In deze zaak heeft de Rechtbank Amsterdam op 26 januari 2023 uitspraak gedaan over een bezwaar dat was ingediend door een veroordeelde tegen het bepalen en verwerken van haar DNA-profiel op grond van artikel 7 van de Wet DNA-onderzoek voor veroordeelden. Het bezwaarschrift was op 16 september 2022 ingediend en de behandeling vond plaats in besloten raadkamer op 12 januari 2023. De veroordeelde was niet verschenen, ondanks een goede oproep. De rechtbank heeft de gemachtigde raadsvrouw van de veroordeelde en de officier van justitie gehoord.

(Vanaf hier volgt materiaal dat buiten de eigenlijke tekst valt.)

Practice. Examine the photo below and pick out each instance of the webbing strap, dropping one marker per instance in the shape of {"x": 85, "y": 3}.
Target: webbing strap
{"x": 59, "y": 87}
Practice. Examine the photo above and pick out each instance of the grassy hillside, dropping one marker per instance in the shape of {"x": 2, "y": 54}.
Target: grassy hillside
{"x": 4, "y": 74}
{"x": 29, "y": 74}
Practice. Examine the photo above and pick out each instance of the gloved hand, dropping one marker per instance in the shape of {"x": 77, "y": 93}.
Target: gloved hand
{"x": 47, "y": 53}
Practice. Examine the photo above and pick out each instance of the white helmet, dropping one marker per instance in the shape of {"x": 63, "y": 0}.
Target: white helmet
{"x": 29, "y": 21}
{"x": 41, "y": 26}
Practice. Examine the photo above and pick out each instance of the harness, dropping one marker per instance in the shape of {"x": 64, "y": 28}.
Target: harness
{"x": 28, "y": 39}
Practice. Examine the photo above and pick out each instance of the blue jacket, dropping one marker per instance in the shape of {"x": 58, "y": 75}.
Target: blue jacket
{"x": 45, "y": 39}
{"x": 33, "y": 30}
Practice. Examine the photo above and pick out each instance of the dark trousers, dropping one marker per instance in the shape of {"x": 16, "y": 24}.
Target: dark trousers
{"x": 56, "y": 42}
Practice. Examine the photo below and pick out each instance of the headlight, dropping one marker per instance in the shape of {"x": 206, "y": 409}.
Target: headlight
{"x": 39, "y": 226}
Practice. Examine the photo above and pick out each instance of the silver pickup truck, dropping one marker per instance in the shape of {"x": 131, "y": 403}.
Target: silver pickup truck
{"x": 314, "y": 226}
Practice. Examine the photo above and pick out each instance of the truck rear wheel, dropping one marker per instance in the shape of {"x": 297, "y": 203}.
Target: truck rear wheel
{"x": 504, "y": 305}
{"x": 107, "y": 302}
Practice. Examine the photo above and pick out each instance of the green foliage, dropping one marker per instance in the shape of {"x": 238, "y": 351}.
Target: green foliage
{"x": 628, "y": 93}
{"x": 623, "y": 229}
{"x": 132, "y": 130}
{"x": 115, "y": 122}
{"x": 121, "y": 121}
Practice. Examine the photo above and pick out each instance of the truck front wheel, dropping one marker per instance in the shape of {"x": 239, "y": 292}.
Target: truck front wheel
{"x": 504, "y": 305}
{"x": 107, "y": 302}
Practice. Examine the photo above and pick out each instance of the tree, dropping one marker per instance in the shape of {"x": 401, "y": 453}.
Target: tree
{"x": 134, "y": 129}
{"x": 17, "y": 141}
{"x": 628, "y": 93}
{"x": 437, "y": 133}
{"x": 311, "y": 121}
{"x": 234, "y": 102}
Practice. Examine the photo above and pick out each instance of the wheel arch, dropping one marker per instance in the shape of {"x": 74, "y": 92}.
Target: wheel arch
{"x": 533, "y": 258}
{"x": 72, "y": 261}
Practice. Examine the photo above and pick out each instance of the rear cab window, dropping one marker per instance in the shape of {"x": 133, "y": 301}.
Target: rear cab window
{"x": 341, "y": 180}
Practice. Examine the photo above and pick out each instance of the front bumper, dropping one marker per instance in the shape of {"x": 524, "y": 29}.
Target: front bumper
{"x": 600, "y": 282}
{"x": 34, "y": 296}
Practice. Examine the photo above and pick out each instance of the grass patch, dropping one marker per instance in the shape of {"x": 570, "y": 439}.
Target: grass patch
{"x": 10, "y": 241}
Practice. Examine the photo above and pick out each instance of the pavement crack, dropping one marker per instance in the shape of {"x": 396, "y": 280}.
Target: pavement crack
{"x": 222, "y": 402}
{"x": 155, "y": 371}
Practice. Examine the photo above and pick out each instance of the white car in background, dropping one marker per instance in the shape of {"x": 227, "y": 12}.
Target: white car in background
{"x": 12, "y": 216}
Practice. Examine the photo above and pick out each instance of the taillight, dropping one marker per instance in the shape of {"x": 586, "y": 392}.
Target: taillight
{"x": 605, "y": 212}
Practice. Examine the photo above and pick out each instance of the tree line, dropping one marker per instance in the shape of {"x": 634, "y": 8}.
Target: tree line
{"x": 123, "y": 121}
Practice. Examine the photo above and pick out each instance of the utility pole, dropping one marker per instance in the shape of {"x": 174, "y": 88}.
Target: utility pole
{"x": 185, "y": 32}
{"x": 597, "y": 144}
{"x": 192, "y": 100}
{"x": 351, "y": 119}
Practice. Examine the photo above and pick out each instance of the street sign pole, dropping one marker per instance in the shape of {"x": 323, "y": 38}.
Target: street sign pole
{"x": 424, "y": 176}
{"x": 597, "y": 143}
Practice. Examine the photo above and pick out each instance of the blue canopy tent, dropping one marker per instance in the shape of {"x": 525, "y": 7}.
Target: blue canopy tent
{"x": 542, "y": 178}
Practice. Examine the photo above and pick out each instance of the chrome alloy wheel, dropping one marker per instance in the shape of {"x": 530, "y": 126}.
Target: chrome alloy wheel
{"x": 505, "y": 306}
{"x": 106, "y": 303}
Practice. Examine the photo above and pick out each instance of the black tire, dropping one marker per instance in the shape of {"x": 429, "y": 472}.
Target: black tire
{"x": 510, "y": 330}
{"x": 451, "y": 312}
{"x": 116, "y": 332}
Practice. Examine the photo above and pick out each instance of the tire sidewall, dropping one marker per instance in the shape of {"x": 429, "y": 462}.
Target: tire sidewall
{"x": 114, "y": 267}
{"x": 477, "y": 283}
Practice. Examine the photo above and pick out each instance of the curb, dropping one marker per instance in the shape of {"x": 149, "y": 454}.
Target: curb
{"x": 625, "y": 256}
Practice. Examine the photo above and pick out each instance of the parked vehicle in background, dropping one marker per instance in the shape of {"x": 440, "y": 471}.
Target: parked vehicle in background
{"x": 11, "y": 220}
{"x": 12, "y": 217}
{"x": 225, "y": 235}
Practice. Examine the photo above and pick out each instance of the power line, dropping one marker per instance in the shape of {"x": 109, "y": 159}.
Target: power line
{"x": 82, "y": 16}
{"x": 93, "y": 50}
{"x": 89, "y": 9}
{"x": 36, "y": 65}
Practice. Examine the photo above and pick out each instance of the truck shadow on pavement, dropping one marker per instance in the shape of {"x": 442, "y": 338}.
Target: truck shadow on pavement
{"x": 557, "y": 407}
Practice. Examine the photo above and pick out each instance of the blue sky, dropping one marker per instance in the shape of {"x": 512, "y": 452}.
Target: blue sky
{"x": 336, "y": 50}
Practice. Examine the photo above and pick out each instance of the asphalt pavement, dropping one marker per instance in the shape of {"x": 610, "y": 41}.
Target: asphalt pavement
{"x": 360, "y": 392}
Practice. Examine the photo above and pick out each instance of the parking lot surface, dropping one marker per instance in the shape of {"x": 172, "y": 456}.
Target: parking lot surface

De veroordeelde stelde dat er sprake was van een uitzondering op de verplichting tot DNA-afname, omdat het misdrijf waarvoor zij was veroordeeld, valsheid in geschrifte, niet van betekenis zou zijn voor de opsporing van strafbare feiten. De verdediging voerde aan dat DNA-onderzoek in dit geval niet relevant zou zijn, gezien de aard van het misdrijf en de bijzondere omstandigheden waaronder het was gepleegd. De officier van justitie betwistte deze claim en stelde dat er geen uitzonderingen van toepassing waren, aangezien valsheid in geschrifte ook kan worden opgespoord met behulp van DNA.
De rechtbank oordeelde dat het bezwaar ongegrond was. De rechtbank concludeerde dat de aard van het misdrijf, valsheid in geschrifte, geen aanleiding gaf om een uitzondering te maken voor DNA-afname. Bovendien waren er geen bijzondere omstandigheden die rechtvaardigden dat het DNA-profiel van de veroordeelde niet in de DNA-databank zou moeten worden opgenomen. De rechtbank benadrukte dat er aanwijzingen waren dat de veroordeelde mogelijk zou recidiveren, gezien haar strafblad en eerdere veroordelingen voor winkeldiefstal. De rechtbank verklaarde het bezwaar ongegrond en stelde vast dat er geen rechtsmiddel openstond tegen deze beschikking.